About 7.6% of children have food allergies, while less than half of those have an epinephrine auto-injector prescription, according to a new study based on parent surveys.
Peanut, milk and shellfish were the most common allergens.
Researchers surveyed a nationally representative sample of the parents of more than 38,000 children and excluded those whose reactions appeared to be oral allergy syndrome or food intolerance. Their findings were published today in “The Public Health Impact of Parent-Reported Childhood Food Allergies in the United States,” (Gupta RS, et al. Pediatrics. Nov. 19, 2018, https://doi.org/10.1542/peds.2018-1235.
The results indicated about 7.6% or an estimated 5.6 million U.S. children have a food allergy and 40% of those children have more than one. Black children were more likely to report a food allergy than white children.
About 2.2% of children were allergic to peanut, 1.9% to milk, 1.3% to shellfish, 1.2% to tree nut, 0.9% to egg and 0.6% to fin fish.
About 42.3% reported a severe allergic reaction, which was most common with peanut, tree nut and shellfish. Only 40.7% of children with a food allergy had an epinephrine auto-injector prescription.
“All allergens can cause severe, potentially life-threatening reactions, so all FA (food allergy) patients require counseling on proper anaphylaxis management,” authors wrote.
Several of the same researchers performed a similar survey in 2009-’10 and found 8% of children had food allergy, but the criteria they used at that time were not as stringent.
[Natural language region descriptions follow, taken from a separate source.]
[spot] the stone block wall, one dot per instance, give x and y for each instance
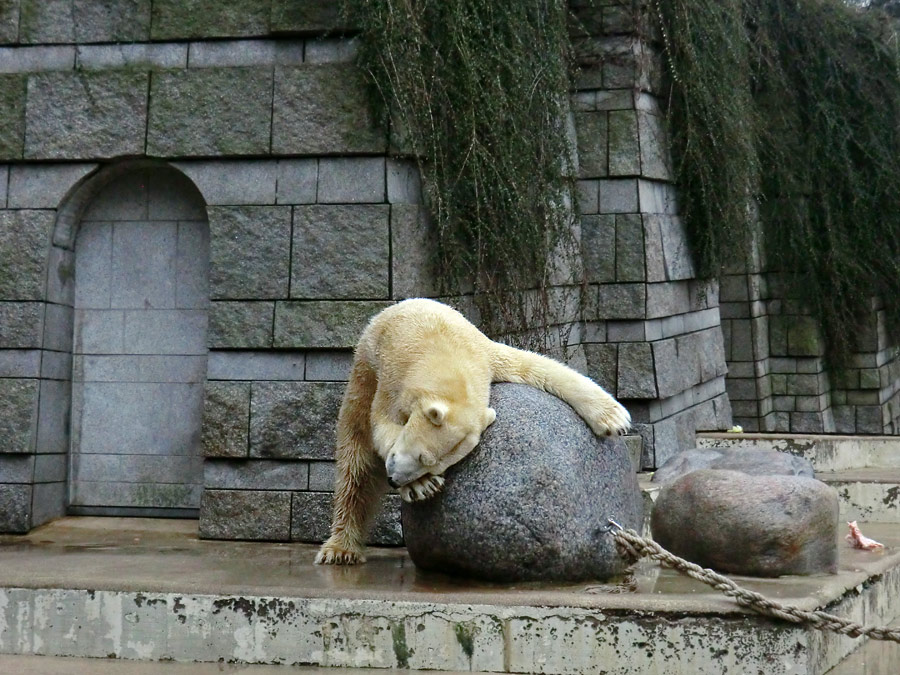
(778, 377)
(315, 224)
(654, 339)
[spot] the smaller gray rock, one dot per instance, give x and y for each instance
(751, 461)
(756, 525)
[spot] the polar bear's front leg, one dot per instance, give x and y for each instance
(360, 478)
(603, 414)
(421, 489)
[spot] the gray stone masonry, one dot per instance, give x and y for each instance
(778, 378)
(313, 229)
(655, 340)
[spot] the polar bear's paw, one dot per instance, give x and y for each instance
(422, 488)
(608, 418)
(333, 553)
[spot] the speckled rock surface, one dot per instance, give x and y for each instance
(751, 461)
(531, 500)
(756, 525)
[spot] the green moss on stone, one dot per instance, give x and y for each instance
(9, 21)
(310, 16)
(12, 116)
(210, 111)
(179, 19)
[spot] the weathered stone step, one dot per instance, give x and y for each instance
(869, 494)
(826, 452)
(150, 590)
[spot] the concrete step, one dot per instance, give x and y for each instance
(67, 665)
(869, 494)
(151, 591)
(826, 452)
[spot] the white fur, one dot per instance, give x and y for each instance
(417, 403)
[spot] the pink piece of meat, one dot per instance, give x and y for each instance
(858, 540)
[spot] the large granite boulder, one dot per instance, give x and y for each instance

Using the previous standards, current prevalence would have been higher, likely due in part to increased awareness, authors wrote.
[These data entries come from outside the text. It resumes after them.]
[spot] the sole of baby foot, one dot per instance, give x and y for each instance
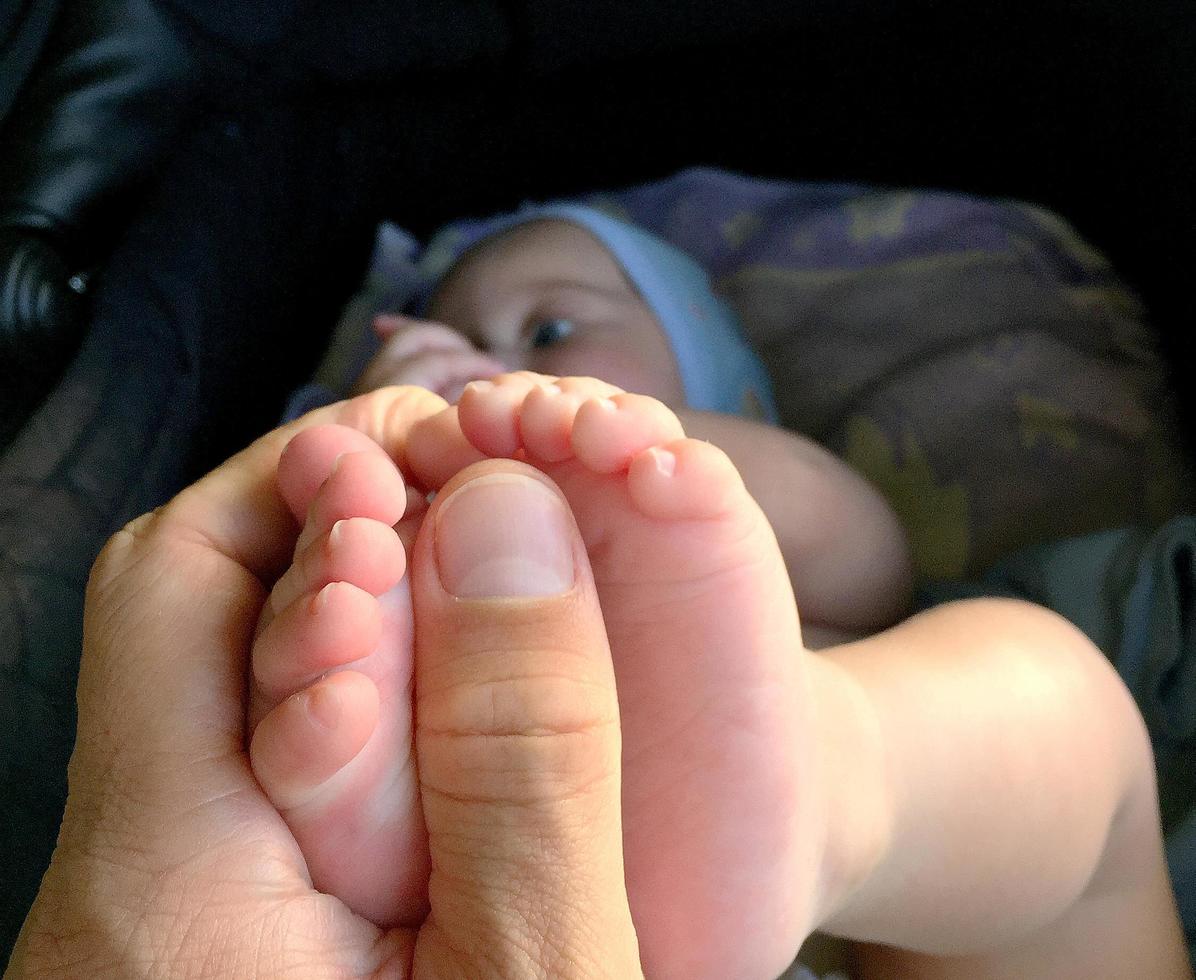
(333, 673)
(706, 641)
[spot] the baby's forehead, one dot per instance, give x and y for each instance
(538, 253)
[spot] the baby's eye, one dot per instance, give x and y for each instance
(544, 333)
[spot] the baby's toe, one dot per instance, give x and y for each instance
(489, 411)
(311, 736)
(545, 422)
(685, 480)
(336, 626)
(311, 456)
(360, 485)
(437, 449)
(360, 551)
(608, 433)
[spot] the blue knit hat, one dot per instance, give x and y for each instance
(718, 370)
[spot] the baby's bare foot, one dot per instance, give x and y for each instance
(706, 641)
(331, 679)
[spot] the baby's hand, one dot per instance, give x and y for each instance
(426, 354)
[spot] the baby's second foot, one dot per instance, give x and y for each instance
(705, 635)
(330, 705)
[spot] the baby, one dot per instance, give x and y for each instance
(969, 793)
(566, 290)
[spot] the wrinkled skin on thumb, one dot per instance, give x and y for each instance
(517, 736)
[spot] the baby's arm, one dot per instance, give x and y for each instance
(843, 546)
(999, 811)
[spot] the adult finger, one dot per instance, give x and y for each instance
(517, 737)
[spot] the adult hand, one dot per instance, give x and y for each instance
(171, 862)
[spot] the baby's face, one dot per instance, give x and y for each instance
(548, 297)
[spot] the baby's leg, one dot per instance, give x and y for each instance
(330, 700)
(1021, 833)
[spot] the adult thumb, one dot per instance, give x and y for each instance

They also noted the exclusion of a significant number of children whose parents believed they had an allergy but whose symptoms did not meet their criteria. Including those patients would have put prevalence at 11.4%.
“This discrepancy underscores the importance of improving patient access to physicians trained in the accurate diagnosis of FA to prevent placing families under the social, emotional, and economic burden of unnecessarily avoiding foods to which they are not truly allergic,” authors wrote.
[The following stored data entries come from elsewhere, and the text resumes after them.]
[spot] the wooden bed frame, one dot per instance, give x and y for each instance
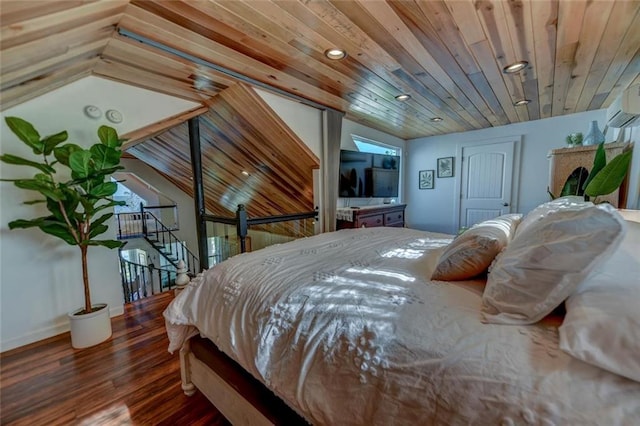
(242, 399)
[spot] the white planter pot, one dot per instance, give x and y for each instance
(90, 329)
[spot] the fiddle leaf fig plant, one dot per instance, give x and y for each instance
(610, 176)
(76, 199)
(603, 179)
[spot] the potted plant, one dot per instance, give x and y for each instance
(76, 200)
(603, 179)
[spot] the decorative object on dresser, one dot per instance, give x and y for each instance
(576, 164)
(425, 179)
(595, 136)
(75, 206)
(574, 139)
(445, 167)
(371, 216)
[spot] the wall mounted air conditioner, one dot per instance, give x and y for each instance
(625, 110)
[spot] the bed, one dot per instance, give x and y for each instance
(350, 328)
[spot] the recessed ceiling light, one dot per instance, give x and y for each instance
(335, 54)
(515, 67)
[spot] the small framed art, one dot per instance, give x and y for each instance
(425, 179)
(445, 167)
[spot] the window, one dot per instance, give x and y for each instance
(368, 145)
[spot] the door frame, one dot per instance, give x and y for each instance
(515, 178)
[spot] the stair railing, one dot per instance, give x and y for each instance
(167, 243)
(139, 281)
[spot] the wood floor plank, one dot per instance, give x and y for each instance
(130, 379)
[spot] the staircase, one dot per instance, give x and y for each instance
(146, 225)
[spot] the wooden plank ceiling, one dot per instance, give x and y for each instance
(237, 135)
(448, 55)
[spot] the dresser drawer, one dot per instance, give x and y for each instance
(394, 219)
(371, 221)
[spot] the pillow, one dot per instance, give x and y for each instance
(471, 253)
(544, 209)
(602, 324)
(545, 263)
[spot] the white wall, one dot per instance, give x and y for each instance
(433, 210)
(40, 276)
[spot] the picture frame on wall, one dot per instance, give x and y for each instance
(425, 179)
(445, 167)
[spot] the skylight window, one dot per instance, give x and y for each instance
(367, 145)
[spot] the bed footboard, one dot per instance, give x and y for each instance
(240, 398)
(185, 370)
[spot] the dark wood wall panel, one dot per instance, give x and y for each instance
(239, 133)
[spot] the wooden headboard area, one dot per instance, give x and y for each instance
(239, 132)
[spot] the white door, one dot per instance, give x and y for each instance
(487, 176)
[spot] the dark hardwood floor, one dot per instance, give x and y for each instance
(130, 379)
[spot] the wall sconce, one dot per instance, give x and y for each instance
(92, 111)
(114, 116)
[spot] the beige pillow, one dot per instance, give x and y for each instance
(545, 263)
(471, 253)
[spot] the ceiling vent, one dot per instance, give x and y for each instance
(625, 110)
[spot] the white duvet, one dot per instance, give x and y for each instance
(347, 328)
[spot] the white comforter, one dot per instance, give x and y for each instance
(347, 328)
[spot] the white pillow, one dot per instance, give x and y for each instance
(545, 263)
(471, 253)
(602, 325)
(568, 202)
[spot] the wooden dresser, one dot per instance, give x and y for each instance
(370, 216)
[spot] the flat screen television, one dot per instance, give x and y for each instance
(366, 175)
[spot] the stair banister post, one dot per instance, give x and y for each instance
(242, 227)
(182, 279)
(198, 191)
(143, 220)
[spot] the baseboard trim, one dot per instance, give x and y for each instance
(45, 333)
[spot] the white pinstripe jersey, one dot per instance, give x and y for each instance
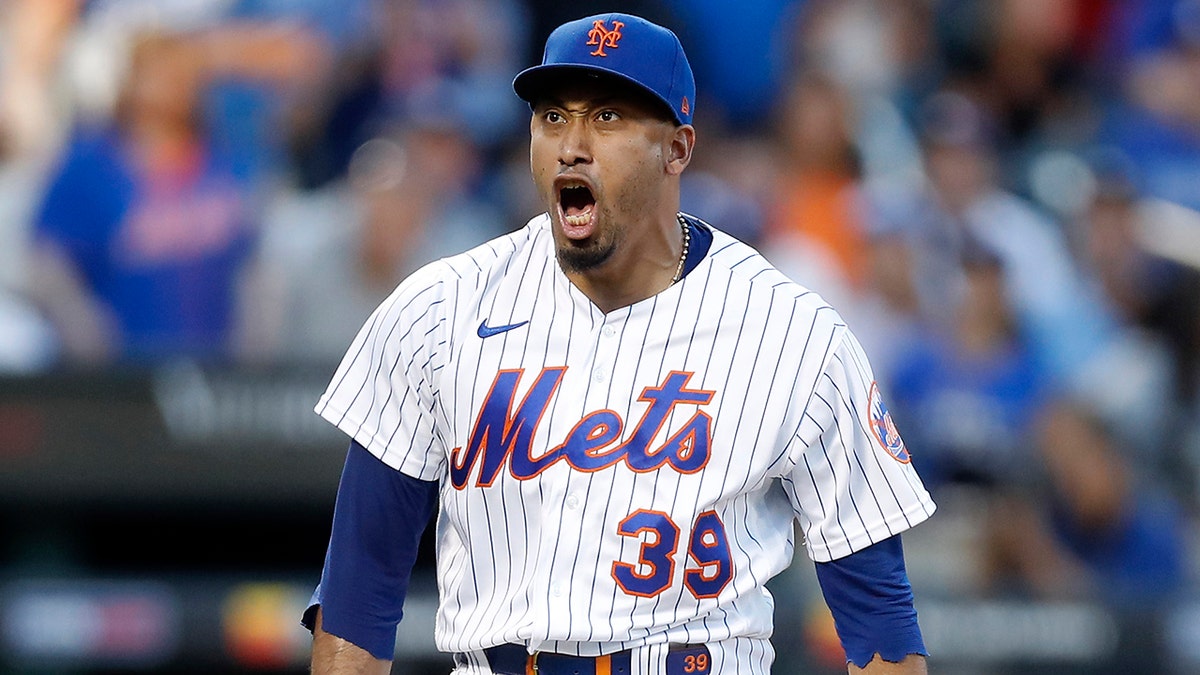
(613, 481)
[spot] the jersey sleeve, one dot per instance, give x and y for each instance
(852, 483)
(382, 393)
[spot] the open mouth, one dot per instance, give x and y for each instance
(577, 204)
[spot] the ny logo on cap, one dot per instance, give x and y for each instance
(600, 36)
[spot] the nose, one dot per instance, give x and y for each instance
(575, 145)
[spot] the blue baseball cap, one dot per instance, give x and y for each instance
(627, 47)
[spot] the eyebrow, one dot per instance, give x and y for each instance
(594, 102)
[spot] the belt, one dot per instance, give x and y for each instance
(514, 659)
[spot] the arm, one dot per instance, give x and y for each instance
(334, 656)
(378, 520)
(871, 602)
(912, 664)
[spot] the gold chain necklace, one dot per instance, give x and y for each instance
(687, 240)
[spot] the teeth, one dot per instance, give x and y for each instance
(577, 220)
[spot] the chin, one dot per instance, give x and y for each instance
(577, 256)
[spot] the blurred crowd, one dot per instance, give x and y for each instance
(1002, 197)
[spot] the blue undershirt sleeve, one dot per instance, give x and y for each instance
(378, 520)
(871, 602)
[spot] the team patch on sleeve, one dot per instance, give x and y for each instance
(885, 429)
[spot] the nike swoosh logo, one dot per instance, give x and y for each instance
(489, 330)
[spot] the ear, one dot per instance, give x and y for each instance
(681, 144)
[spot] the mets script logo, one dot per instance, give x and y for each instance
(594, 443)
(600, 36)
(885, 429)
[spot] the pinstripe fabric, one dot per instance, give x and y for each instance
(528, 556)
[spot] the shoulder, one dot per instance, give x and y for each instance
(438, 288)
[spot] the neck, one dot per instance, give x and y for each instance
(641, 270)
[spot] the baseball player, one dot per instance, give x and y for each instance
(618, 411)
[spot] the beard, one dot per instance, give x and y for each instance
(585, 257)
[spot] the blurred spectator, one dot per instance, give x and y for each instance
(331, 255)
(142, 234)
(816, 189)
(965, 199)
(1153, 298)
(33, 34)
(739, 55)
(1156, 118)
(1097, 530)
(969, 394)
(462, 52)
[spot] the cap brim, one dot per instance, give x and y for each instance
(533, 82)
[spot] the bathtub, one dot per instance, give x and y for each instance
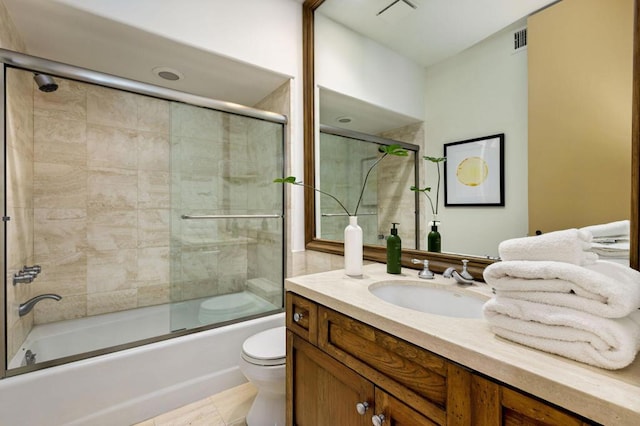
(131, 385)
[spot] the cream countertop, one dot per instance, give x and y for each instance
(607, 397)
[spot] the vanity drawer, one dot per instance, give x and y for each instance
(419, 378)
(302, 317)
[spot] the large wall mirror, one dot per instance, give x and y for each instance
(459, 74)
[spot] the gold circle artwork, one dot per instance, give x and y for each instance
(472, 171)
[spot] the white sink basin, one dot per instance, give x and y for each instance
(439, 301)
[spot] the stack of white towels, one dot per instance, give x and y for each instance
(611, 240)
(553, 294)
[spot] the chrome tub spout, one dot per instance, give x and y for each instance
(27, 306)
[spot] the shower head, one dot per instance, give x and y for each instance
(46, 83)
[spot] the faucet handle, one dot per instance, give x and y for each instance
(425, 273)
(35, 269)
(465, 274)
(448, 273)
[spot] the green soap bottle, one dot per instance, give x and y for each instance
(394, 252)
(433, 239)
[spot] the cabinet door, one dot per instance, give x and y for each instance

Guidance on food allergies has evolved in recent years following the findings of the Learning Early About Peanut allergy (LEAP) study that found early peanut exposure to be beneficial to infants who are at risk of peanut allergy. The Academy subsequently endorsed guidelines calling for early introduction based on an infant’s risk level.
Researchers said their study, which breaks down allergies by age, may provide a reference point for future studies on the impact of the peanut guidelines.
“Understanding reported prevalence, types of FA, associated symptoms and severity, diagnosis and management practices, and determinants of FA is critical for clinicians, researchers, and policymakers in their efforts to address this important public health issue,” they wrote.